My ability to comprehend is probably the bottleneck.

I shared a possible implementation above. As far as I can tell, you cannot use it for matching this regex. Instead, you’d need sequence//2 as defined at the moment, and a cut. So:

any(X) --> [X].

'/s.*o/' --> "s", sequence(any, _), "o", !.

and then:

?- phrase('/s.*o/', `stackoverflow`, Rest).

And would you be so kind to stop deleting so many of your posts. It makes it even more difficult to follow what it is that we are talking about.

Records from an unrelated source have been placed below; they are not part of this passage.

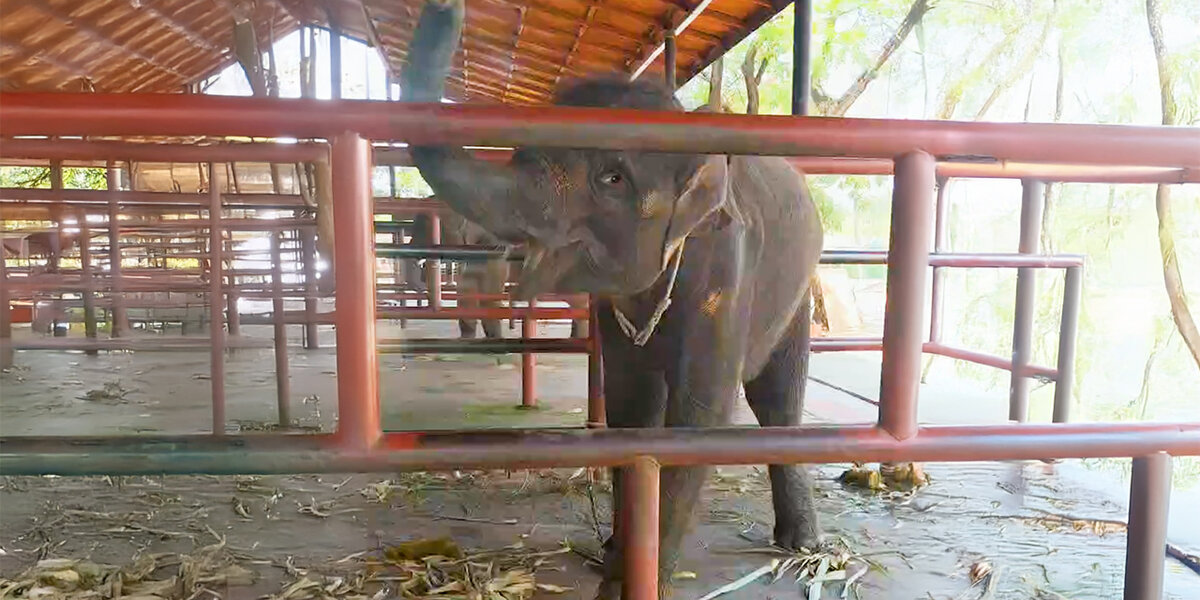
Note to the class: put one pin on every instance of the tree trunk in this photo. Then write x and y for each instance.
(1171, 276)
(748, 75)
(714, 84)
(1050, 199)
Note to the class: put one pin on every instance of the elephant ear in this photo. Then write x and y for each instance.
(703, 190)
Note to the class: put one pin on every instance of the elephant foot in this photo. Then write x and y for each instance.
(798, 534)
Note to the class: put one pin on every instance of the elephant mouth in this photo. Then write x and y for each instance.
(582, 265)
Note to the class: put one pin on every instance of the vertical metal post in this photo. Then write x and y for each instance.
(282, 379)
(669, 59)
(57, 247)
(1032, 203)
(904, 315)
(358, 369)
(1150, 498)
(309, 251)
(802, 48)
(216, 299)
(1068, 329)
(117, 283)
(528, 372)
(640, 509)
(6, 352)
(89, 297)
(941, 239)
(432, 265)
(335, 61)
(595, 369)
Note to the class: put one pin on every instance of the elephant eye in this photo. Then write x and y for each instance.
(611, 178)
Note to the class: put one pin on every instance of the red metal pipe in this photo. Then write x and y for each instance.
(6, 349)
(177, 114)
(1032, 204)
(990, 360)
(358, 370)
(311, 334)
(216, 299)
(443, 450)
(1044, 171)
(432, 265)
(528, 363)
(904, 313)
(106, 150)
(89, 299)
(941, 240)
(595, 369)
(640, 543)
(282, 378)
(1150, 501)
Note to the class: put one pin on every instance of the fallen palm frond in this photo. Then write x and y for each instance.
(150, 577)
(433, 569)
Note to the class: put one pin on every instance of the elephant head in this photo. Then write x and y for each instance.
(605, 222)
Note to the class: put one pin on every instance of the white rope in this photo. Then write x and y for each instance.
(627, 327)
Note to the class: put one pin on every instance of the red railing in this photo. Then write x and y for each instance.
(360, 444)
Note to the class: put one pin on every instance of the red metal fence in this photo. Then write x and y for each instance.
(360, 444)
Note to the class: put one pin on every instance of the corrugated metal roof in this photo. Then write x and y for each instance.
(517, 52)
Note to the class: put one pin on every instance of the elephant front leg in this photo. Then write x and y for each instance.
(702, 387)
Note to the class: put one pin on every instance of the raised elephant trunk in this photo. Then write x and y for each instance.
(702, 264)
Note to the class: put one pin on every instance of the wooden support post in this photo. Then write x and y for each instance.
(282, 381)
(117, 283)
(89, 297)
(6, 353)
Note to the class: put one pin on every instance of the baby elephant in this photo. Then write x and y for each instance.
(702, 263)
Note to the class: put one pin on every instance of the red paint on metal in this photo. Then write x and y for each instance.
(904, 315)
(106, 150)
(444, 450)
(595, 369)
(990, 360)
(1044, 171)
(1150, 496)
(216, 321)
(528, 365)
(282, 377)
(358, 370)
(177, 114)
(640, 543)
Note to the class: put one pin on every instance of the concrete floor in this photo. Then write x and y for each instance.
(928, 541)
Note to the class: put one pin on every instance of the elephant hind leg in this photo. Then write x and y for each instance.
(777, 397)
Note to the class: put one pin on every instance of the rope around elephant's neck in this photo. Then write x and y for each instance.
(641, 336)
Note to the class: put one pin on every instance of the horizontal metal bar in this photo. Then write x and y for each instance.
(1007, 169)
(990, 360)
(183, 114)
(975, 261)
(484, 346)
(268, 454)
(107, 150)
(837, 257)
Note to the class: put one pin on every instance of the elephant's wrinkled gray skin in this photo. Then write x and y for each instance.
(741, 232)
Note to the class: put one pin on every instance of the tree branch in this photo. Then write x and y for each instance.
(1020, 67)
(916, 12)
(1171, 276)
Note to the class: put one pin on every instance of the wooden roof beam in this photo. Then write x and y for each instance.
(94, 33)
(579, 35)
(678, 30)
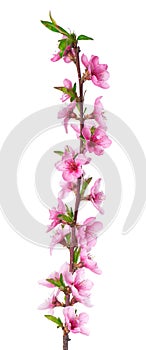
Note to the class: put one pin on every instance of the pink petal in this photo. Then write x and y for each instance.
(89, 220)
(95, 81)
(76, 128)
(67, 83)
(86, 133)
(83, 317)
(84, 60)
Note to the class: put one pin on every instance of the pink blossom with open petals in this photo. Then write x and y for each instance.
(80, 286)
(75, 324)
(54, 215)
(87, 233)
(71, 167)
(96, 196)
(66, 188)
(86, 261)
(67, 113)
(96, 139)
(97, 113)
(50, 303)
(58, 237)
(68, 85)
(95, 71)
(54, 275)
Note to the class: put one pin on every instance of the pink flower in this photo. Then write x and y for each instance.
(66, 188)
(69, 54)
(97, 197)
(86, 261)
(55, 276)
(67, 113)
(68, 85)
(79, 286)
(59, 237)
(96, 139)
(56, 57)
(87, 233)
(71, 167)
(54, 215)
(75, 324)
(96, 72)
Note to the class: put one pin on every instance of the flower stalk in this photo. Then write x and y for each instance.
(70, 284)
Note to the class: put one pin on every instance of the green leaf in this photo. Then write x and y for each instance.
(67, 237)
(65, 218)
(84, 37)
(85, 185)
(56, 282)
(61, 280)
(55, 320)
(60, 153)
(62, 44)
(55, 28)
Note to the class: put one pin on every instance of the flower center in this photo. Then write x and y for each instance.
(72, 166)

I think that any_but_o is already implemented as string_without//2. But this is indeed “lazy”, using again the examples from the link that you shared then deleted. Like this:

?- portray_text(true).
true.

?- phrase('/s.*o/_lazy', `stackoverflow`, Rest).
Rest = `verflow`.

?- use_module(library(dcg/basics)).
true.

?- phrase(("s", string_without("o", _), "o"), `stackoverflow`, Rest).
Rest = `verflow`.

But we got lost again. sequence//2 as it is defined at the moment is does, exactly as advertised in the docs, greedy matching, and then on backtracking “goes back”; so it does more than a regex can do:

?- phrase(("s", sequence(any, L), "o"), `stackoverflow`, Rest).
L = `tackoverfl`,
Rest = [119] ; % hehe
L = `tack`,
Rest = `verflow` ;
false.

Well not so sure how useful it is. It sometimes (no hard numbers) useful for semi-structured input of limited size. For example reading lines of some arbitrary log format into memory. The exact same thing can be achieved with intercept_all/4.